Early on the morning of Friday 24 June, Darren Gratton went into his butcher’s shop in Barnstaple and changed his wall signs, which at this time of year are mostly about barbecue packs. Emboldened in the Brexit dawn, he deleted all references to ‘kg’ and replaced each one with ‘lb’. Tempted to do the same to the labels inside the display cabinets, he decided not to, for fear of a threatening call from Trading Standards. But that small act of wall-chart insurrection was enough to spark an article in the local paper, which triggered a deluge of emails from other shopkeepers across the country in support of his brave action with the squeaky pen.
As Britain turns its face towards the exit door, and butchers dare to erase their kilo-gram signs, some are asking: will justice now be done for the Metric Martyrs? One of the many who emailed Gratton in support was Neil Herron, the steadfast campaigner for the five Metric Martyrs, whose criminal records still stand. I met Herron in London this week, and he told me that the Brexit vote has given his campaign a nudge towards his passionately desired outcome: a posthumous royal pardon for his old friend the Metric Martyr Steve Thoburn.
Remember the Metric Martyrs? The fishmonger and greengrocer in Camelford, the market trader in Hackney, the greengrocer in Sunderland, all convicted in the early 2000s for using imperial scales and labelling? It was one of the darkest times for the EU’s reputation in Britain.

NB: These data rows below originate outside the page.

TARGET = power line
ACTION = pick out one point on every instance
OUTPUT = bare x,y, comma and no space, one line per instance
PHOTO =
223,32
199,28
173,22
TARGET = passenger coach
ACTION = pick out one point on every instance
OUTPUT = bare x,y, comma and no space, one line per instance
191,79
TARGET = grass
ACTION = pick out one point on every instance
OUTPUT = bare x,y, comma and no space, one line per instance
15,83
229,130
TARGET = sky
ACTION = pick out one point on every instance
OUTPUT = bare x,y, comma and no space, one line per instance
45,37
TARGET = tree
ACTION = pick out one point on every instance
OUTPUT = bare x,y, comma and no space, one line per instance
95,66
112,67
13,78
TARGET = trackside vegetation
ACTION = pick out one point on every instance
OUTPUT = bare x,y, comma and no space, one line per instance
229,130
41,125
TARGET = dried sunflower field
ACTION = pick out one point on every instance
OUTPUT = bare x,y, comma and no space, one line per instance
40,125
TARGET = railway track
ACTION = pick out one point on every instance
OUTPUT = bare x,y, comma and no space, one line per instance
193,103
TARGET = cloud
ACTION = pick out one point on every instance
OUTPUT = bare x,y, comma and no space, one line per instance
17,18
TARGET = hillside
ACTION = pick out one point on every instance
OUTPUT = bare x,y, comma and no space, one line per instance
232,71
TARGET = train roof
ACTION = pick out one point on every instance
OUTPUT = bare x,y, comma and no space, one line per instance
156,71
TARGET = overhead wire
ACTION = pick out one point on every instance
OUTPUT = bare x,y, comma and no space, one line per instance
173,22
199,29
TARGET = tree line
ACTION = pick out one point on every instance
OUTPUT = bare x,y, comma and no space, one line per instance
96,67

If we’re looking for specific reasons why so many people voted Leave, it’s worth contemplating the lingering ill-feeling left by those small acts of bureaucratic bullying, when the ‘little guy’ going about his daily business was squashed and criminalised by the rigid mechanics of Council Directive 80/181/EEC, stipulating the use of metric measurements, incorporated into English law in January 2000.